The Foolish Old Man Who Tried to Remove the Mountain
2001
Medium: mixed media installation/ silkworm
Location: Eslite Gallery, Taipei, Taiwan
Reading Landscape
2001
Medium: Mixed media installation
Location: North Carolina Museum of Art in Raleigh, North Carolina, USA
Xu Bing transforms the exhibition gallery in the North Carolina Art Museum with a three-dimensional landscape. Drawing inspiration from the scenic view outside the gallery windows, Xu Bing takes advantage of the pictographic quality of early Chinese script to 'spell out' the natural landscape. He covers the floor, ceilings, and windows in over one thousand acrylic characters representing landscape elements such as water, grass, trees, birds, etc. The audience is invited to freely wander through this verbal/visual landscape.

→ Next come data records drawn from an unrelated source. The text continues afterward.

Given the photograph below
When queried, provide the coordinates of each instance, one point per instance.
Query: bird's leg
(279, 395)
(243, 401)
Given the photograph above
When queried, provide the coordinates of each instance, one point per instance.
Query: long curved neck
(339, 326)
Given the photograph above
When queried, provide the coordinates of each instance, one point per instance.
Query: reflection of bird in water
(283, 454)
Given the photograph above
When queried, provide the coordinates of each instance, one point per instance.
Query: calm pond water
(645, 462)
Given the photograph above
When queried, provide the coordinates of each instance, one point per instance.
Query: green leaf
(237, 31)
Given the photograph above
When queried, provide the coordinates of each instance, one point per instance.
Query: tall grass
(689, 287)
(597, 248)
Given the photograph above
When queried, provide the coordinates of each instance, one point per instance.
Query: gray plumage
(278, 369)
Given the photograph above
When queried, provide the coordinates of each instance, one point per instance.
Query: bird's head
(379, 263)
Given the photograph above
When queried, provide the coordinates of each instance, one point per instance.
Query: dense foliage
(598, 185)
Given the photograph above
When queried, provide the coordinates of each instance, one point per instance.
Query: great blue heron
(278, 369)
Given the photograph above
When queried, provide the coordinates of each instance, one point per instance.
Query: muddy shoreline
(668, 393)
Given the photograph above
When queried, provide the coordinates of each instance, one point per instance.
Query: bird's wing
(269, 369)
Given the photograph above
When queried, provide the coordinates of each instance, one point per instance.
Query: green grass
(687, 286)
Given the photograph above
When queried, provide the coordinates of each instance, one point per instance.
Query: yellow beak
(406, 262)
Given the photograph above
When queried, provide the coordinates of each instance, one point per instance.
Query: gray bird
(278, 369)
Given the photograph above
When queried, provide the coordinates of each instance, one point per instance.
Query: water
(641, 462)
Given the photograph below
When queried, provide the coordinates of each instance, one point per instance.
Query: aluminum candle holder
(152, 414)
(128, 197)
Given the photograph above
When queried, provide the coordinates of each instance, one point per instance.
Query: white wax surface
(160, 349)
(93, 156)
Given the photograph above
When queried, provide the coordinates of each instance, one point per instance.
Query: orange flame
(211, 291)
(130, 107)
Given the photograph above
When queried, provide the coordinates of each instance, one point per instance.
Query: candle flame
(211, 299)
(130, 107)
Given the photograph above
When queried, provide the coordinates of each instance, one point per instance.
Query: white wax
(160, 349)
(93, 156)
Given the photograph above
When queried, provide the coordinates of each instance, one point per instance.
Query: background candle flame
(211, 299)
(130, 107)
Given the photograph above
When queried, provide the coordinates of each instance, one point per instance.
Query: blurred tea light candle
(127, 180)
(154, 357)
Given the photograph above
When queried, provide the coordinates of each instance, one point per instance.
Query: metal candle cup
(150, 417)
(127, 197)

According to exhibition curator Huston Paschal, this work can be aptly described as a ''character garden” that provides “a witty interaction between East and West, nature and art, word and image.'' At the same time, it demonstrates the artist's increased interest in creating works that are empathetic to the audience and invite their active participation.
Monkeys Grasp for the Moon
2001, 2008
Materials: Lacquer on baltic birch wood (2001)
Lacquer on fiber (2008)
Location: Arthur M. Sackler Gallery, Smithsonian Institution, Washington D.C., USA (2001)
U.S. Embassy, Beijing, China (2008)
The idea for this installation originated from a Chinese idiom, "monkeys grasp for the moon," which alludes to an ancient folktale. The tale narrates the story of a group of monkeys who, perched on a branch of a tree, catch sight of the reflection of the moon in a pool of water below. In an attempt to touch what they perceive to be the real moon, the monkeys decide to link their arms and tails together. When at last they “touch” the moon, it vanishes as ripples disrupt its reflection in the water. This fanciful yet thought-provoking tale reminds us that what we strive to achieve may sometimes prove to be elusive illusions.
Xu Bing's own work, Monkeys Grasp for the Moon, presents a chain of monkeys formed wholly out of word shapes. Each link in the chain is the word for "monkey" in a different international language, including Hindi, Japanese, French, Spanish, Hebrew and English. These words are stylized to resemble monkeys themselves. Monkeys Grasp for the Moon extends through the heart of the Arthur M. Sackler Gallery's main staircase, suspended 90 feet from the skylight at the top of this atrium to a reflecting pool on the lowest floor of the gallery.